Non è il momento dello sconforto al ministero dell’Economia. Anzi. Il giorno dopo lo strano vertice europeo dei ministri delle Finanze (qui l’articolo di ieri), con il ministro Giovanni Tria che ha abbandonato anzitempo i lavori, saltando anche l’incontro con la stampa, c’era più di un motivo per credere che le cose tra Roma e Bruxelles si stessero mettendo male. E molto. Forse alla fine è davvero così. Ma questo non toglie che sperare in un accordo finale sulla manovra è lecito. Ma soprattutto non è il caso di fasciarsi la testa prima che si sia rotta.

L’Europa ha chiesto all’Italia di rivedere i principali saldi di bilancio sui quali poggia l’intera ex finanziaria, a partire dal deficit. Per il governo gialloverde non se ne parla, perché vorrebbe dire gettare alle ortiche l’intero impianto, per non dire filosofia, della stessa legge di Bilancio. Dunque, muro contro muro. Non è però il caso di farsi prendere dal panico, almeno secondo Pasquale Lucio Scandizzo, economista in forza a Tor Vergata e consigliere dello stesso ministro Tria.

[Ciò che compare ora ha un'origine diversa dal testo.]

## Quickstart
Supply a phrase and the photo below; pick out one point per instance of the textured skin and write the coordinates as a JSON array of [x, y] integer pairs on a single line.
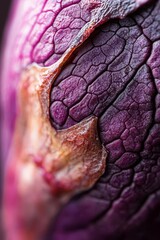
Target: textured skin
[[115, 76], [121, 86], [41, 32]]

Una procedura di infrazione, semmai arriverà, può essere vista anche da un altro punto di vista.

“Non credo che si possa ancora dare per certa la procedura di infrazione, questo è bene premetterlo. Dopo l’Eurogruppo di ieri c’è ancora margine di dialogo con l’Europa”, spiega Scandizzo. “Quello che noi dobbiamo fare è evidente: spiegare al meglio la manovra del governo, nelle sue dimensioni complessive, nei suoi numeri e i nei suoi dettagli, distinguendo le previsioni dagli obiettivi. Un’operazione di comunicazione”.

Il consigliere di Tria, ha bene in mente la strada per evitare la collisione con l’Europa. “Il compito e l’obiettivo del governo è nella sostanza riuscire a trasmettere all’Europa il senso della qualità di questa manovra, illustrandola al meglio, soprattutto per quanto riguarda gli investimenti. Che ci sono, va detto e ripetuto”. Scandizzo riflette poi sui lavori all’Eurogruppo, che i più hanno interpretato come il segno della rottura definitiva tra Roma e Bruxelles.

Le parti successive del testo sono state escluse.